The range of the Ahaggar Tuareg was once known, under French administration, as the Annexe du Hoggar, and was the most difficult area ever subdued by French arms—if it was ever subdued. At the battle of Tit on May 7, 1902 the Camel Corps, under Cottenest, broke the combined military power of the Tuareg confederations, but this meant no more than that the tribes and clans carried on nomadic warfare in smaller units.

The Ahaggar covers roughly an area the size of Pennsylvania, New York, Virginia and Maryland combined and supports a population of possibly twelve thousand, which includes about forty-five hundred Tuareg, four thousand Negro serf-slaves, and some thirty-five hundred scorned sedentary Haratin workers. The balance of the population consists of a handful of Enaden smiths and a small number of Arab shopkeepers in the largest of the sedentary centers.
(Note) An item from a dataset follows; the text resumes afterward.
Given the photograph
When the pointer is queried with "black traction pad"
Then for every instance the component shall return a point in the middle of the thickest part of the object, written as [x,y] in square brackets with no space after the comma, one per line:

Europeans and other whites are all but unknown.

It is the end of the world.

Contrary to Hollywood-inspired belief, the Sahara does not consist principally of sand dunes, although these, too, are present and all but impassable even to camels. Traffic, through the millennia, has held to the endless stretches of gravelly plains and the rock-ribbed plateaus which cover most of the desert. The great sandy wastes or ergs cover roughly a fifth of the entire Sahara, and possibly two thirds of this area consists of the rolling sandy plains dotted occasionally with dunes. The remaining third, or about one fifteenth of the total Sahara, is characterized by the dune formations of popular imagination.

It was through this latter area that Homer Crawford, now with but one hover-lorry, and accompanied by Isobel Cunningham and Clifford Jackson, was heading.

For although the spectacular major dune formations of the Great Erg have defied wheeled vehicles since the era of the Carthaginian chariots, and even the desert-born camel limits his daily travel in them to but a few miles, the modern hovercraft, atop its air-cushion jets, finds them of only passing difficulty to traverse. And the hovercraft leaves no trail.

Cliff Jackson scowled out at the identical scenery. Identical for more than two hundred miles. For twice that distance, they had seen no other life. No animal, no bird, not a sprig of cactus. This was the Great Erg.

He muttered, “This country is so dry even the morning dew is dehydrated.”

Isobel laughed—she, too, had never experienced this country before. “Why, Cliff, you made a funny!”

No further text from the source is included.